Muito tenso como eu já disse e também muito gostoso. Aprendi muito, conheci muita gente legal (incluindo idolos meus) e foi minha porta de entrada pra TV. Aprendi a apresentar ali. Mas não estava sozinha, estava com uma equipe maravilhosa que me deu muito suporte e me ensinou praticamente tudo que eu precisei pra me tornar a apresentadora que eu sou hoje.

De onde veio a ideia de criar o canal no YouTube?

Eu abri meu canal na verdade quando o YouTube surgiu beeeem no começo. Eu subia videos aleatórios, pq na época a gente pensava em ajudar o Youtube a ser um catálogo completo de todos os videos da internet (e eventualmente tomamos strikes pq os videos não eram nossos hahahha). Eu não via muito sentido em criar um programa pra mim ali se eu tinha um programa pra mim na Mtv. No Youtube vc faz tudo do seu jeito mas também investe muito tempo e, se quiser uma edição melhor ou uma camera e iluminação bacana, uma graninha. Eu preferi fazer um trabalho colaborativo usando a estrutura (e o dinheiro, rs)  da Mtv. Confesso que até hoje gosto mais de trabalhar assim. Prefiro ter um grupo onde todo mundo tem salário bem pago e direitos trabalhistas etc e a gente faz um conteúdo que passa coisas legais que nós acreditamos ser bacanas pra juventude.
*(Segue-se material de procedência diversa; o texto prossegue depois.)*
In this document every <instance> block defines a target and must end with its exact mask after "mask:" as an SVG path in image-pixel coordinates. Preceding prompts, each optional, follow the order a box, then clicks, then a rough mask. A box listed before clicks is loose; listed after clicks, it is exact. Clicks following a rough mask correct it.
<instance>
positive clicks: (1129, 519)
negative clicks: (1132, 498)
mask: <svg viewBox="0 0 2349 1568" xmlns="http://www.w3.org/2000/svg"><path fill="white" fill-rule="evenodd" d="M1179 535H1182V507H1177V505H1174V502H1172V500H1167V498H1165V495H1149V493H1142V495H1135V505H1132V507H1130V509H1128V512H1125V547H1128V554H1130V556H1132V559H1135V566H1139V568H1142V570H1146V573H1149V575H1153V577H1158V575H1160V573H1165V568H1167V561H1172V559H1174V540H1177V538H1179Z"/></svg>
Quais são suas inspirações como artista?

Tudo. A natureza. Todos os tipos de arte (música, dança, teatro, poesia, pinturas, esculturas…). Livros, especialmente os de não ficção que são meus favoritos. Pessoas e suas histórias. Lugares. Decoração. Conversas. Sonhos. A inspiração está o tempo todo ao nosso redor.

Deixe uma mensagem.

Todos somos influencers. Em maior ou menor escala, influenciamos pessoas ao nosso redor ou pessoas que chegam até nós pela internet. Pense que tipo de influência você está sendo todos os dias. Está inspirando essas pessoas positivamente? A serem pessoas melhores? A cuidar do meio ambiente? A cuidar de si mesmas? A cuidar das outras? Eu aprendi cedo que influenciava muito minhas irmãs pequenas e tentei dar o meu melhor. Depois descobri que tinha pessoas me acompanhando pela internet e tentei ser uma boa influência pra elas também. Até hoje tento passar coisas boas: inspirar amor e a amar, a valorizar a arte e cuidar da natureza. A apoiar projetos do bem, a fazer escolhas sustentáveis e pensar positivo. O melhor de tudo é que a maioria dessas pessoas são afetadas e influenciam por sua vez positivamente outras pessoas. Isso é uma cadeia do bem que a gente precisa usar a nosso favor se queremos viver num mundo melhor, com menos violência e mais amor.